RE: Disable WAL logging to speed up data loading

From: "tsunakawa(dot)takay(at)fujitsu(dot)com" <tsunakawa(dot)takay(at)fujitsu(dot)com>
To: 'Simon Riggs' <simon(at)2ndquadrant(dot)com>
Cc: Michael Paquier <michael(at)paquier(dot)xyz>, "osumi(dot)takamichi(at)fujitsu(dot)com" <osumi(dot)takamichi(at)fujitsu(dot)com>, Kyotaro Horiguchi <horikyota(dot)ntt(at)gmail(dot)com>, "sawada(dot)mshk(at)gmail(dot)com" <sawada(dot)mshk(at)gmail(dot)com>, "masao(dot)fujii(at)oss(dot)nttdata(dot)com" <masao(dot)fujii(at)oss(dot)nttdata(dot)com>, "laurenz(dot)albe(at)cybertec(dot)at" <laurenz(dot)albe(at)cybertec(dot)at>, "ashutosh(dot)bapat(dot)oss(at)gmail(dot)com" <ashutosh(dot)bapat(dot)oss(at)gmail(dot)com>, "pgsql-hackers(at)lists(dot)postgresql(dot)org" <pgsql-hackers(at)lists(dot)postgresql(dot)org>
Subject: RE: Disable WAL logging to speed up data loading
Date: 2021-01-01 03:51:26
Message-ID: TYAPR01MB2990E9EDA7F5CD0F88959B37FED50@TYAPR01MB2990.jpnprd01.prod.outlook.com
Views: Raw Message | Whole Thread | Download mbox | Resend email
Thread:
Lists: pgsql-hackers

From: Simon Riggs <simon(at)2ndquadrant(dot)com>
> Agreed, it is a footgun. -1 to commit the patch as-is.
>
> The patch to avoid WAL is simple but it is dangerous for both the user
> and the PostgreSQL project.
>
> In my experience, people will use this option and when it crashes and
> they lose their data, they will claim PostgreSQL broke and that they
> were not stupid enough to use this option. Data loss has always been
> the most serious error for PostgreSQL and our reputation for
> protecting data has been hard won; it can easily be lost in a moment
> of madness. Please consider how the headlines will read, bearing in
> mind past incidents and negative press. Yes, we did think of this
> feature already and rejected it.

Could you share the negative press that blames Postgres due to the user's misuse of some feature like fsync?
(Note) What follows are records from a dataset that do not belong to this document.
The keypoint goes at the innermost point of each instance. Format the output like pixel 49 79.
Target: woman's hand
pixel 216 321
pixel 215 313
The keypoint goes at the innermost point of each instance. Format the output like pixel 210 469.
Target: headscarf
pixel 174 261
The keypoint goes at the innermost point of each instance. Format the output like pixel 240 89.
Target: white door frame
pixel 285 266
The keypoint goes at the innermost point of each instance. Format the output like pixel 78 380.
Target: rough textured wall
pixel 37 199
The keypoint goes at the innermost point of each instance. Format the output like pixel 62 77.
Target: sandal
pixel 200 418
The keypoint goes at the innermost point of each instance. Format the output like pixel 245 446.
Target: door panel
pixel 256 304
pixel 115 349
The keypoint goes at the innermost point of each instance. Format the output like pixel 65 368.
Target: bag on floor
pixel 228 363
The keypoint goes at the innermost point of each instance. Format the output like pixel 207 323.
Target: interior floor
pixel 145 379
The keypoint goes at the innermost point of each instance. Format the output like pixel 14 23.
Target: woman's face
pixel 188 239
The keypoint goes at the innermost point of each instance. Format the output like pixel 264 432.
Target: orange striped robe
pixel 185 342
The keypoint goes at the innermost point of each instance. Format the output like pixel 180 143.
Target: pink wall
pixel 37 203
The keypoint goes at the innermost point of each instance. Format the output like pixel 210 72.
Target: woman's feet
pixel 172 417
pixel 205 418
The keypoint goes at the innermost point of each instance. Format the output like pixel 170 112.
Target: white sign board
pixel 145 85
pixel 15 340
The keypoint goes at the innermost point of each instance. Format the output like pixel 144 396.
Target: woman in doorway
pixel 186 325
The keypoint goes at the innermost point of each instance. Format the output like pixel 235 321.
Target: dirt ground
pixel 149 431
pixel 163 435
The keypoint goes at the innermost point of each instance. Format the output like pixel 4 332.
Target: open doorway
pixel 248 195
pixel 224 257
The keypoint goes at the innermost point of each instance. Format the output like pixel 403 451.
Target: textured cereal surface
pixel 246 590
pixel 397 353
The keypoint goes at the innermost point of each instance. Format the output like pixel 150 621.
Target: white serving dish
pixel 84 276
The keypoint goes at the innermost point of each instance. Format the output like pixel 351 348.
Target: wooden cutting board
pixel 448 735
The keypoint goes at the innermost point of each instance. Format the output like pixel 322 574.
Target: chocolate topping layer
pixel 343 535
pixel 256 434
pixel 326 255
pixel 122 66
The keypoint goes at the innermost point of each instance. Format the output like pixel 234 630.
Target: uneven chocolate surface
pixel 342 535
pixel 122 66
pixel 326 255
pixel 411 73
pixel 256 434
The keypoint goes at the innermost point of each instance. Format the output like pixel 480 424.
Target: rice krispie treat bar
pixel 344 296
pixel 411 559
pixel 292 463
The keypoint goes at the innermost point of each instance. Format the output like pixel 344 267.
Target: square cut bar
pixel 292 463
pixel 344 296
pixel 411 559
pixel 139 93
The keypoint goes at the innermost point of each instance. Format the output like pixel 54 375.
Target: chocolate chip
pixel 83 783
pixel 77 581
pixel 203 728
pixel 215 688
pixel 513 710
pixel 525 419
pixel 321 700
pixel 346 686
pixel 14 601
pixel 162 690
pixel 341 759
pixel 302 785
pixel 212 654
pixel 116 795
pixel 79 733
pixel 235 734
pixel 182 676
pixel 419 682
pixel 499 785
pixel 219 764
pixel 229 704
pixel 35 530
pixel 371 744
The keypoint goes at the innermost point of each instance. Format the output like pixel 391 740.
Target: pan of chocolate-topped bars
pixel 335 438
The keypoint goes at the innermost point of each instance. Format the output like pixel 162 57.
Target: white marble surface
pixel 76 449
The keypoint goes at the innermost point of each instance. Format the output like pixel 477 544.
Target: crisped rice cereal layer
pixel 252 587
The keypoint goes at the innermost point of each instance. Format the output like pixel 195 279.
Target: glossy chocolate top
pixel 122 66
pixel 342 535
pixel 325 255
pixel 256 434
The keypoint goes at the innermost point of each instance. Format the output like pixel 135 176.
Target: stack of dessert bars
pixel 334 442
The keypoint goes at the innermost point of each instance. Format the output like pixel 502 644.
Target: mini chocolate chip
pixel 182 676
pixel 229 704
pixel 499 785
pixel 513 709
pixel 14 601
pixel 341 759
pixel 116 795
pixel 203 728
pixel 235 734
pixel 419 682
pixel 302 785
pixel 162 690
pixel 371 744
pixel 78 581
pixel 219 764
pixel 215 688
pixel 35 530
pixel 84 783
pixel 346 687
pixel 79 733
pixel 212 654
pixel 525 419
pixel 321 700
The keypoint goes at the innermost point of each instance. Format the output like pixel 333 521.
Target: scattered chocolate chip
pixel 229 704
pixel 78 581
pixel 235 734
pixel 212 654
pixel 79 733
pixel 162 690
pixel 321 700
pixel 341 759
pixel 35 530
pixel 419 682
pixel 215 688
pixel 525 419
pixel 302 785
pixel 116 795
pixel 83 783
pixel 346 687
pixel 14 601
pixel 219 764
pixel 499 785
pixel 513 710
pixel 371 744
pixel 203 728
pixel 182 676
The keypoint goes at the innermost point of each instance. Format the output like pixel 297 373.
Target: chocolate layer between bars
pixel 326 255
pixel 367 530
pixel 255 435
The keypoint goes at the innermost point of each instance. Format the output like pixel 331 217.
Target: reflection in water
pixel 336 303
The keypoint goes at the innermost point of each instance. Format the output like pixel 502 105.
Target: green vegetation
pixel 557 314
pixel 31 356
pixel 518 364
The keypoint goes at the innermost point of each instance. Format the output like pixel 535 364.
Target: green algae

> If we ever did allow such an option, it must contain these things (IMHO):
> * the option should be called "unsafe" or "allows_data_loss", not just
> "none" (anything less than "minimal" must be insufficient or
> unsafe...)

One idea I proposed is "wal_level = unrecoverable" because it clearly states the bad consequence and Oracle also uses UNRECOVERABLE as a data loading option (and I found it intuitive.) But others here commented that "none" would be OK. I don't have a strong opinion on naming, as I think what's important is warn the user in the documentation.

> * the option must be set in the control file and be part of the same
> patch, so users cannot easily edit things to hide their unsafe usage

wal_level setting is stored in the control file as before. If the server crashes while wal_level is set to none, the server refuses to start saying that's because wal_level is set to none, which is like MySQL. So, the user cannot hide their misuse.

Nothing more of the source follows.